Unnamed: 0,Player,G,A,TotalCards,Contribution_per_Card
0,"Threadgold, Gabe",4,3,1,7.0
3,"Burko, Daniel",3,0,0,3.0
7,"Smith, Braedon",1,2,1,3.0


**LLM Answer:**
1. Gabe Threadgold – 7 G+A per card
2. Daniel Burko – 3 G+A per card
3. Braedon Smith – 3 G+A per card

**Comparison:** ✅ Matches Python output.

## 7️⃣ Coaching Question: Attack or Defense Focus

In [8]:
team_totals = df_team_totals[df_team_totals['Player'] == 'Team Total'].iloc[0]
opp_totals = df_team_totals[df_team_totals['Player'].str.contains('Opponent', case=False)].iloc[0]
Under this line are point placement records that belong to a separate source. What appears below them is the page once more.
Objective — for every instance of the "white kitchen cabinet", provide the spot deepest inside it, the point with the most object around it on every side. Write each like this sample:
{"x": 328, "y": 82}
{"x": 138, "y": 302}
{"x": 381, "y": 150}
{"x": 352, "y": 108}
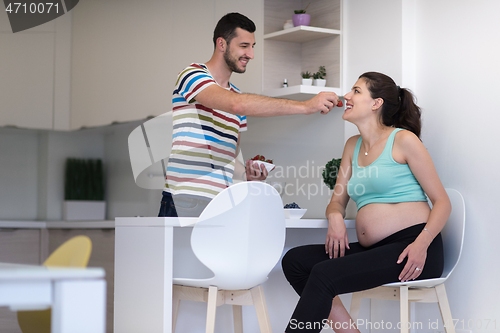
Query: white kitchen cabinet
{"x": 20, "y": 246}
{"x": 288, "y": 52}
{"x": 34, "y": 67}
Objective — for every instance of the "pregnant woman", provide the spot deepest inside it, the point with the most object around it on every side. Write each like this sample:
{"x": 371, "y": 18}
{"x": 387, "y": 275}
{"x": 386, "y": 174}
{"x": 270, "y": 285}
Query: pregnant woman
{"x": 388, "y": 172}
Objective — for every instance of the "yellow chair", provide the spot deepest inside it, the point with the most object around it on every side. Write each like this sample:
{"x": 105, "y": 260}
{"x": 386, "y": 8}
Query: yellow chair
{"x": 75, "y": 252}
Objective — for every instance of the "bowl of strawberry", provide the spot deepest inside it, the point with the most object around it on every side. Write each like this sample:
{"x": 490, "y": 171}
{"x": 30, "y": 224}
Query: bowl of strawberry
{"x": 261, "y": 160}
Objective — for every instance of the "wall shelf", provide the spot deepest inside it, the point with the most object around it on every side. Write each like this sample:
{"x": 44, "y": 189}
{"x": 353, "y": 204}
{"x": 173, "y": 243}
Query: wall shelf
{"x": 300, "y": 92}
{"x": 301, "y": 34}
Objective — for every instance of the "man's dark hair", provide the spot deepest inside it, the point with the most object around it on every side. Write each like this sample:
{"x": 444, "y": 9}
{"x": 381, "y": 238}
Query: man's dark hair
{"x": 226, "y": 27}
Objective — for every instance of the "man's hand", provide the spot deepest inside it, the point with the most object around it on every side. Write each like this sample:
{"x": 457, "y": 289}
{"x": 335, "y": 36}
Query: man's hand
{"x": 254, "y": 172}
{"x": 322, "y": 102}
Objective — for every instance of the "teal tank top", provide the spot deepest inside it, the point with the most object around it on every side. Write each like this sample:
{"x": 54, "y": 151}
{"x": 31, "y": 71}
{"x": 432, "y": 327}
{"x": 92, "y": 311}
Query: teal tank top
{"x": 383, "y": 181}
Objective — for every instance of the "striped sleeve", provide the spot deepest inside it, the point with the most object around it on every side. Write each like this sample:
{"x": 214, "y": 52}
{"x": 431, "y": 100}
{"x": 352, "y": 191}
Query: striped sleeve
{"x": 191, "y": 81}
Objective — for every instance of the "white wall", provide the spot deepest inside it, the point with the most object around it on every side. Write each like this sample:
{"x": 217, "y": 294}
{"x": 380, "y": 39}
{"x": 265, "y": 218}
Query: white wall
{"x": 458, "y": 48}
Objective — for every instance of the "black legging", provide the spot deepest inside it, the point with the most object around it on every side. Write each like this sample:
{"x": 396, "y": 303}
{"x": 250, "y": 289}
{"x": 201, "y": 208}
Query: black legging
{"x": 318, "y": 279}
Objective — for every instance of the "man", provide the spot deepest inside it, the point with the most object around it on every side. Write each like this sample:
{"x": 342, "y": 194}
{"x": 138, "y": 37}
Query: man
{"x": 210, "y": 113}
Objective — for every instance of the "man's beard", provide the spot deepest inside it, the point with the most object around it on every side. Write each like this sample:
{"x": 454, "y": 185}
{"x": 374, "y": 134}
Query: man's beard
{"x": 232, "y": 64}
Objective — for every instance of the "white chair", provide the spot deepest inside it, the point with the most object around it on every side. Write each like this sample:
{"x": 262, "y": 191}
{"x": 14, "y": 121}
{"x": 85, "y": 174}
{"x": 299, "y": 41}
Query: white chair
{"x": 430, "y": 290}
{"x": 240, "y": 237}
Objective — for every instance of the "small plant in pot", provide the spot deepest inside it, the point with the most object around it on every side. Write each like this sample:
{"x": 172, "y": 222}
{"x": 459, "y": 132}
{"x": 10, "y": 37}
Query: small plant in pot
{"x": 300, "y": 17}
{"x": 306, "y": 78}
{"x": 84, "y": 190}
{"x": 331, "y": 171}
{"x": 319, "y": 77}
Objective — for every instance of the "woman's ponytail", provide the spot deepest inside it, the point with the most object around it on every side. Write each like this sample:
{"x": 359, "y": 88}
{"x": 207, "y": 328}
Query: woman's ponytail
{"x": 399, "y": 108}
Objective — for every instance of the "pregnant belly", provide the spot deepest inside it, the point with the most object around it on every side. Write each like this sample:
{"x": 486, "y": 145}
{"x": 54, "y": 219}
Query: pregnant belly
{"x": 375, "y": 222}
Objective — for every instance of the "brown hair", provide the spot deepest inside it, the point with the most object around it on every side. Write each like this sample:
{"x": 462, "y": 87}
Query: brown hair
{"x": 399, "y": 108}
{"x": 226, "y": 27}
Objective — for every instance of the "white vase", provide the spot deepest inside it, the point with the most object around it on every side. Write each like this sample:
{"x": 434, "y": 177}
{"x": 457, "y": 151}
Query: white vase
{"x": 319, "y": 82}
{"x": 307, "y": 82}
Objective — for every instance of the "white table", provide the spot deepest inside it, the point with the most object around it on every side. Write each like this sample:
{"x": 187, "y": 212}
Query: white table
{"x": 143, "y": 270}
{"x": 77, "y": 296}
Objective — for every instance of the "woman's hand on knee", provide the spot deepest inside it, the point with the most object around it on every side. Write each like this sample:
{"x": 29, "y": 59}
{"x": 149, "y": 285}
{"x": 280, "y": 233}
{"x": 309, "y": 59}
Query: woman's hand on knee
{"x": 336, "y": 239}
{"x": 416, "y": 255}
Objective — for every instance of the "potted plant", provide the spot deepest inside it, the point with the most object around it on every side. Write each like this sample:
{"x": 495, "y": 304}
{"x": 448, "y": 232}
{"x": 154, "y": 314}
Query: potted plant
{"x": 319, "y": 77}
{"x": 300, "y": 17}
{"x": 306, "y": 78}
{"x": 84, "y": 190}
{"x": 331, "y": 172}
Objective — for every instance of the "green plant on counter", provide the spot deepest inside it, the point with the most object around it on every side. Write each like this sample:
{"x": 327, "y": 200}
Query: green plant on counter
{"x": 306, "y": 75}
{"x": 331, "y": 172}
{"x": 84, "y": 180}
{"x": 302, "y": 11}
{"x": 320, "y": 74}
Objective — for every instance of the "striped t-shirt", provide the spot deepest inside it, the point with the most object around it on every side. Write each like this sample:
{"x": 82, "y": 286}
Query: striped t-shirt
{"x": 201, "y": 163}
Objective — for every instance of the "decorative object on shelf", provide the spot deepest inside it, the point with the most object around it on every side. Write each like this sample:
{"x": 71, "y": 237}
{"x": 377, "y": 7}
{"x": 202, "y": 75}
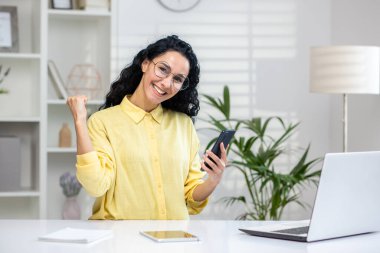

team_goals = team_totals['G']
team_shots = team_totals['SH']
team_sog = team_totals['SOG']

opp_goals = opp_totals['G']
opp_shots = opp_totals['SH']
opp_sog = opp_totals['SOG']

team_sh_pct = team_goals / team_shots
opp_sh_pct = opp_goals / opp_shots
team_sog_pct = team_sog / team_shots
opp_sog_pct = opp_sog / opp_shots

print(f'Team Shot%: {team_sh_pct:.3f}, Opponent Shot%: {opp_sh_pct:.3f}')
print(f'Team SOG%:  {team_sog_pct:.3f}, Opponent SOG%: {opp_sog_pct:.3f}')

focus = 'Defense' if opp_goals > team_goals or opp_sh_pct > team_sh_pct else 'Attack'
print(f'\nRecommended Focus Area for Next Season: {focus}')

Team Shot%: 0.107, Opponent Shot%: 0.123
Team SOG%:  0.429, Opponent SOG%: 0.402

Recommended Focus Area for Next Season: Defense


**LLM Answer:**
> Focus on Defense. Syracuse conceded as many goals as they scored, and opponent shot efficiency was slightly higher.

**Comparison:** ✅ Matches Python-based reasoning.